He set off over the headland of the gully under the clump of pines whose blackness he had seen from the mud. It was soft but firm going on the pine-needles; the trees over his head made a sighing which merged as he ran into the sterner sighing of the water on the beach. At the foot of the spur over which he had run, he came to the outcrops of the springs all overgrown with azaleas. They ran all along the foot of the spur, so thick with blossoms that they looked like an unbursting wave which was yet foaming at the crest. Over all the foam of blossom the fireflies glowed and went out, now as many as stars, now few, now like sparks, but always beautiful. Just beyond them was the broad sea-beach, with the breakers only fifty yards away. The sea was coming in, as it will in a shallow bay, in half-a-dozen long lines, each glowing with mild fire, shining as it neared the sand, then flashing like the moonlight, as the wave burst, then gleaming greenish, and showing the globes of the stars, as it wasted and died out upon the sand.
Sard burst through the azaleas to the sands, which stretched along for a great distance right and left. To his right (seemingly quite near) was a shining, which he knew to be the river near Los Xicales; beyond it, in the darkness of trees, was the house of his dream with one light burning. All a vast expanse of night, the sea-beach, the forest, and muttering water lay behind him. He rushed down to the sea and let three breakers go over him to cleanse him from the swamp and the leeches.
“Now, Sard Harker,” he said, “come on, port main, up with her!” He broke into a steady run facing to the Los Xicales light. The pine trees on the spit shut away a view of the anchorage so that he could not see the Pathfinder; he could only hope and put his best leg foremost. “Upon them that hope,” he thought, “is His mercy.” He ran at his steady pace which, as he knew, he could keep for miles.
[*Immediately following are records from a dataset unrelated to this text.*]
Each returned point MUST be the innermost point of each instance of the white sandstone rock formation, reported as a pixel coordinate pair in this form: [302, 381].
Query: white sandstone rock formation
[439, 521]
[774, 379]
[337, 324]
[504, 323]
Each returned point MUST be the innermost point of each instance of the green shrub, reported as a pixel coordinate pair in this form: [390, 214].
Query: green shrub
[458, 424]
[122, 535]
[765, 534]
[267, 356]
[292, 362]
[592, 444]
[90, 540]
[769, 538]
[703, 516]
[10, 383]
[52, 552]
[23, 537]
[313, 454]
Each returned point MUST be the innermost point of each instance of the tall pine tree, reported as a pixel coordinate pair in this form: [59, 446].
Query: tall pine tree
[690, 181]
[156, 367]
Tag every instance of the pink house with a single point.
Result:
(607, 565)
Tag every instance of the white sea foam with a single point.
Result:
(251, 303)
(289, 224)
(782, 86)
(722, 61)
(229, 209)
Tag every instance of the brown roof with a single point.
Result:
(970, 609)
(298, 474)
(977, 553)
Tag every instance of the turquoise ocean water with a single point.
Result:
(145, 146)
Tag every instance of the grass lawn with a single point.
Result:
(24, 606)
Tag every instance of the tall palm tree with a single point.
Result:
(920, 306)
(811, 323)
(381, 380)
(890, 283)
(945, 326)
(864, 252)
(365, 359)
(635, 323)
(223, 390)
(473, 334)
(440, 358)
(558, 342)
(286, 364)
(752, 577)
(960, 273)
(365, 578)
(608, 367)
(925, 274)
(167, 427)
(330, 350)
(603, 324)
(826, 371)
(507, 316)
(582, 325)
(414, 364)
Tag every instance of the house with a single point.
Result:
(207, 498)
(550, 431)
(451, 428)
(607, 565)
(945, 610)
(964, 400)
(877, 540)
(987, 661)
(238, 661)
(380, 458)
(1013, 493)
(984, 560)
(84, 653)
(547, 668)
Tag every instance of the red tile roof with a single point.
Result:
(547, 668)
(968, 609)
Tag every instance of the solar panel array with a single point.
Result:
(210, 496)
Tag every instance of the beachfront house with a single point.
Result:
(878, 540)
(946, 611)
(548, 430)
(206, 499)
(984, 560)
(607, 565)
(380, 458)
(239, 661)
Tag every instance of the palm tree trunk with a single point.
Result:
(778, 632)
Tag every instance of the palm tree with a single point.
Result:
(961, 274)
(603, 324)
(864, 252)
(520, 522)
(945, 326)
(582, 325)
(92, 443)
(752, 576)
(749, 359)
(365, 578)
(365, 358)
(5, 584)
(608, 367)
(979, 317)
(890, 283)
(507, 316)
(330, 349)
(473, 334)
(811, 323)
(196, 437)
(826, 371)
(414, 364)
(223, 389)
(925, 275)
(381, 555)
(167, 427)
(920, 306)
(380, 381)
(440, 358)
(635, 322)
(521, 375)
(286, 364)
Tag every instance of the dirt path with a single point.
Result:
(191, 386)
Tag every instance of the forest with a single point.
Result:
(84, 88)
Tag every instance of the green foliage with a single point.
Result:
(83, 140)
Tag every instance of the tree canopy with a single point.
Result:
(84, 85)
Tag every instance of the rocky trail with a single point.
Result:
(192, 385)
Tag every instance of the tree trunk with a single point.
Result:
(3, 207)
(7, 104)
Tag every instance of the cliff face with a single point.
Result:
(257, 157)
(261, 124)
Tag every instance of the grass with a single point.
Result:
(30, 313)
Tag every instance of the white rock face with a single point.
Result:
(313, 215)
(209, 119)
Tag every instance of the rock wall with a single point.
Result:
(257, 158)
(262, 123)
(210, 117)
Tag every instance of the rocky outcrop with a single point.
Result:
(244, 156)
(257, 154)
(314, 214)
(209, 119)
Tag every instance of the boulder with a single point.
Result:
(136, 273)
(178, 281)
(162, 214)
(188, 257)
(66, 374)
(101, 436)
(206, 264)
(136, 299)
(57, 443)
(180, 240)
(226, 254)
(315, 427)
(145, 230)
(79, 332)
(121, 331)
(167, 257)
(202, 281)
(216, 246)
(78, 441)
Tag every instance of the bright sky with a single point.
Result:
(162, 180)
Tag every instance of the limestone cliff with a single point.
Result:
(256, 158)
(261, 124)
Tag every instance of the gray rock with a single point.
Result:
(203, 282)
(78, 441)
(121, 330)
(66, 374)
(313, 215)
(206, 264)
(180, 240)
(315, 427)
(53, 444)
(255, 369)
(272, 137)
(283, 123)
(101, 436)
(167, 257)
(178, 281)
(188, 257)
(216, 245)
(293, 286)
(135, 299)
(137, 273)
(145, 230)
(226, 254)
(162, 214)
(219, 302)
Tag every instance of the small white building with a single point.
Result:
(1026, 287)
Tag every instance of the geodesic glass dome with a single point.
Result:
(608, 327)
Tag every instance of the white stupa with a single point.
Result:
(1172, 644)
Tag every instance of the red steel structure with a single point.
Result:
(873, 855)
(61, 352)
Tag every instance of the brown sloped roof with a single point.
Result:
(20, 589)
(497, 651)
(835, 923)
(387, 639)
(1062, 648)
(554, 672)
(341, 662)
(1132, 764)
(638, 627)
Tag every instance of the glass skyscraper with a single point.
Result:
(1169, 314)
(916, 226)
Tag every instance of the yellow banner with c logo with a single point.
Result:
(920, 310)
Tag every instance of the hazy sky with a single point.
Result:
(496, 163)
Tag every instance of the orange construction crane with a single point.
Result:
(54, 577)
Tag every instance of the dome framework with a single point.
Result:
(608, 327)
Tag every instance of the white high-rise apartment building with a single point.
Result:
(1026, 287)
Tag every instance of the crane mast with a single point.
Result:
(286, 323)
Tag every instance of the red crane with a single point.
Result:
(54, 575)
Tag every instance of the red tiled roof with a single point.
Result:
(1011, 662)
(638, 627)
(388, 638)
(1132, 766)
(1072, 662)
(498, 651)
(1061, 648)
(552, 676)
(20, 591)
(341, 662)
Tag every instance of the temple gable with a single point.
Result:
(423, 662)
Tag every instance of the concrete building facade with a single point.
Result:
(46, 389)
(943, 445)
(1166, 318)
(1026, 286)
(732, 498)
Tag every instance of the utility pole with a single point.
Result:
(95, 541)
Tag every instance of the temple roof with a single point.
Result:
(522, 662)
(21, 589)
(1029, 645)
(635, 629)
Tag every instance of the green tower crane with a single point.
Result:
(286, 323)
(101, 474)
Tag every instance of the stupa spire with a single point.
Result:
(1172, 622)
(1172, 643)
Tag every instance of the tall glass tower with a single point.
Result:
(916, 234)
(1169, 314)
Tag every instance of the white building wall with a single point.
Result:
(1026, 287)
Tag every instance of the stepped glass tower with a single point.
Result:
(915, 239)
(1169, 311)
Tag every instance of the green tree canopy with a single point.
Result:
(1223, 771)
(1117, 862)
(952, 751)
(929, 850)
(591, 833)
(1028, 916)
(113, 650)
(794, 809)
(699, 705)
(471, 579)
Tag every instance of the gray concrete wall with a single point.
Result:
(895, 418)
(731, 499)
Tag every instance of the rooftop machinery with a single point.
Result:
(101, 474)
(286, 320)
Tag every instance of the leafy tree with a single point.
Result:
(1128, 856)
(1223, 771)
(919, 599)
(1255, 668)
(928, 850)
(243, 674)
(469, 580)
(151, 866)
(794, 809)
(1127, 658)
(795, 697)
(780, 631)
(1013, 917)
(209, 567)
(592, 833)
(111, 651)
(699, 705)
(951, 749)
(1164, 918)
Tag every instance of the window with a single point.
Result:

Though it seemed so near, that shining on the sands, which he knew to be the river, was a full half-mile away. Before he had gone three hundred yards of it, he saw that the sand just ahead of him was darker and shinier than the sand under his feet. A memory of another dangerous sand, far away on an English sea-coast, shot into his mind on the instant, but the footing failed before he could stop. The sand gave beneath the one foot and let in the other: ooze of water shot up to the surface: he flung himself backwards violently, and got out, but fell, and saw, or thought that he saw, the surface of the sand shaking as though it were laughing at him. He rolled himself clear, then rose and looked at it. “That’s a pretty bad quicksand,” he said. “I might get through, but from the pull on that foot, I think that it would pull me down. Probably I can get round the shoreward end of it.”
He tried, but failed: the shoreward end of the quicksand was tropical bog.
“Very well,” he said, “I’ll swim round the seaward end. It is only a hundred yards. I need not go far out. It will be something to have the swamp washed off me again.” He went knee-deep into the sea, with some misgivings, for the shallows of all that coast are haunted with sand sharks, which come right in to have the warmth of the sand. He splashed as he went, to scare them. He had gone about thigh deep into the water and was just settling down to swim, when there came suddenly an agonising pain in his left foot.
His first thought was, “I’m on a thorn,” then, “I’m on a snake”; then, as the pain ran in a long, hot, stabbing streamer up his leg, he knew the truth, that he had trodden on a sting-ray. He hopped out of the water to the shore, feeling all the blood in his foot turn to vitriol and come surging along, as vitriol, to his heart. Most excruciating agony made him fling himself down. He tried to hold out his leg, but that was unendurable torment. He tried to kneel upon it, while he put a ligature above the knee, but the pain made him so sick that he could not bear it. He tried to lie down, but that was unbearable. He rolled over and over, moaning: then staggered up, and hopped and hopped, gasping with pain, until he fell. He had never known any pain in his life, except the bangs and knocks of his profession, but now he tasted a full measure.
Although he fell, the pain did not stop, it hit him when he was down, it grew worse. The cold, deadly, flat thing in the sand had emptied his horn into him. He buried his face in the sand: he dug his hands into the sand. Then the poison seemed to swing him round and double him up. It seemed to burn every vein and shrivel every muscle and make every nerve a message of agony.
He managed to cast loose the wrapping from the foot. The foot no longer looked like a foot, but like something that would burst. In his deadly sickness he thought that his foot was a pollard willow tree growing to the left of the road. He wondered why he was not on his bicycle. He said that his foot was dead, that it had died of the gout, and would drop from his body and never grow again.
All the venom came in pain on to his abdominal muscles; then he felt it come swimming along like little fiery rats round the carcase of his heart. He saw his heart for a moment or two like a black pig caught in a bog; the rats came all round it together, from every side, they closed in on it and bit it, bit it, bit it.